Promises, the 2021 collaboration between electronic producer Floating Points, legendary jazz saxophonist Pharoah Sanders, and the London Symphony Orchestra, is one of those rare recordings that defies every genre category while achieving something genuinely transcendent. Nine movements built around a seven-note harpsichord motif, four years to complete.

Sam Shepherd conceived the project after years of admiring Pharoah Sanders' spiritual jazz recordings. The initial sessions were intimate, just Shepherd on keyboards and Sanders on saxophone improvising in a London studio. The London Symphony Orchestra parts were added later, building orchestral swells around the duo's improvisations.

The result is 46 minutes of music that moves from near-silence to cosmic grandeur and back. Sanders' saxophone enters tentatively, then soars. The orchestra swells beneath him. Shepherd's harpsichord motif repeats throughout, providing a meditative anchor. The dynamics require headphones or a good speaker system to appreciate fully.

Sanders passed away in September 2022 at age 81, making Promises one of his final major recordings. That context adds weight to an already heavy piece, transforming it into something elegiac.
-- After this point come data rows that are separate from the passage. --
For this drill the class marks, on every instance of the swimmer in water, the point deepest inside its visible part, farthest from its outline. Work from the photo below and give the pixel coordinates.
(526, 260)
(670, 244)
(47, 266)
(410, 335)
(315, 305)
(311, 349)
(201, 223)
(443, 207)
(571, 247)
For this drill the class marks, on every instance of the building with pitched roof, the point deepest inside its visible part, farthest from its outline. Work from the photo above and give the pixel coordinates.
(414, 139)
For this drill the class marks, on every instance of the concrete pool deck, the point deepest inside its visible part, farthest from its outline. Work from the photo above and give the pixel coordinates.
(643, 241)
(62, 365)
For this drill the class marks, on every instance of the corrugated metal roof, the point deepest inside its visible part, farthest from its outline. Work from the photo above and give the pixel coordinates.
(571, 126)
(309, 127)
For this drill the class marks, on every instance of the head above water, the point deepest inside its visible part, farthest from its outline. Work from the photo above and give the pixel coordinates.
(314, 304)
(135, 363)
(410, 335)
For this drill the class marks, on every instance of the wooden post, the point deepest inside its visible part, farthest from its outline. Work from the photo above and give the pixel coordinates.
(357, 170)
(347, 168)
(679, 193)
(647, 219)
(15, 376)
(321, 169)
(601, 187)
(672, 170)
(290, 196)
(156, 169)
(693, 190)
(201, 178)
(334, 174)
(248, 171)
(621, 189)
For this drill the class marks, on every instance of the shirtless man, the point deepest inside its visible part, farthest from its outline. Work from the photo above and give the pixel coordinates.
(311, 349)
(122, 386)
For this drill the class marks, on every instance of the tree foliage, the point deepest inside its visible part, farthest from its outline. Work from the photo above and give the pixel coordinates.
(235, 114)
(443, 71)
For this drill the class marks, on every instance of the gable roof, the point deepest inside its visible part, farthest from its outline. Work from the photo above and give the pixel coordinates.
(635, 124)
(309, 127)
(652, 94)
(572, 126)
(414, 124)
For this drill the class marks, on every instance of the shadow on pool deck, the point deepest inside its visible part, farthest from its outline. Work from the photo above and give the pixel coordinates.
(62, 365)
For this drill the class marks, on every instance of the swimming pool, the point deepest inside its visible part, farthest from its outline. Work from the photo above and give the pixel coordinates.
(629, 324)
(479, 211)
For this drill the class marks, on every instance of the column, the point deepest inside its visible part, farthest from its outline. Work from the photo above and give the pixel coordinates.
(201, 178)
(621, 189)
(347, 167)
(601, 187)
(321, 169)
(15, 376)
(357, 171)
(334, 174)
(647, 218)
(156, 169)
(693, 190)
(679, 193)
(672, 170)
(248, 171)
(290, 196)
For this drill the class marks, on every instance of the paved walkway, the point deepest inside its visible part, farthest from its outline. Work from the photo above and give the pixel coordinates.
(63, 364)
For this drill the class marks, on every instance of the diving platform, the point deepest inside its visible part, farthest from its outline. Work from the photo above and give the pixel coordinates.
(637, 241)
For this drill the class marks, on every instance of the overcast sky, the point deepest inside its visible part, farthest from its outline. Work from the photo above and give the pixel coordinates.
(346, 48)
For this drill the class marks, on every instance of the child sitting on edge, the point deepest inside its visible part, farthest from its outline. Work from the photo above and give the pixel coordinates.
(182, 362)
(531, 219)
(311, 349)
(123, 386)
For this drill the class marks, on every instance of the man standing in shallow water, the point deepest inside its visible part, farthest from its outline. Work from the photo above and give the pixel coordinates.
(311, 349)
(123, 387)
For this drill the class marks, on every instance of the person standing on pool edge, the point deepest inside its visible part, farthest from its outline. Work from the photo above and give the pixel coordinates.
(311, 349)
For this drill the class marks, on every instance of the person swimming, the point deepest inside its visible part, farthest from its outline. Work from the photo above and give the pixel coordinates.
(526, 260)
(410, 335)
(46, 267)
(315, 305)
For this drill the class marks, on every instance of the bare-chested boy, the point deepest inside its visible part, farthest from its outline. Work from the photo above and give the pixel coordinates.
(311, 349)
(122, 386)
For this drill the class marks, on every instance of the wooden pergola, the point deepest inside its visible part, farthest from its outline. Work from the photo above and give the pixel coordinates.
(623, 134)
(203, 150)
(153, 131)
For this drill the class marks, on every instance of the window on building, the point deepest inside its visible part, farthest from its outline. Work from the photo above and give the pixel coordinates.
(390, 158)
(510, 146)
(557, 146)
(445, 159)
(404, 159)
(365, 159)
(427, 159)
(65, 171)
His playing throughout is restrained compared to his earlier free jazz intensity, but the emotion is overwhelming.

Critically, the album was universally celebrated. It appeared on year-end lists across genres, from electronic music publications to jazz magazines to Pitchfork and The Guardian. The project proved that boundaries between electronic, jazz, and classical music are entirely artificial when the musicians refuse to acknowledge them.

Promises matters because it models what collaboration across musical traditions can achieve when ego is removed. Shepherd didn't try to make a jazz album. Sanders didn't try to make an electronic record. They made something that belongs to neither category and both simultaneously.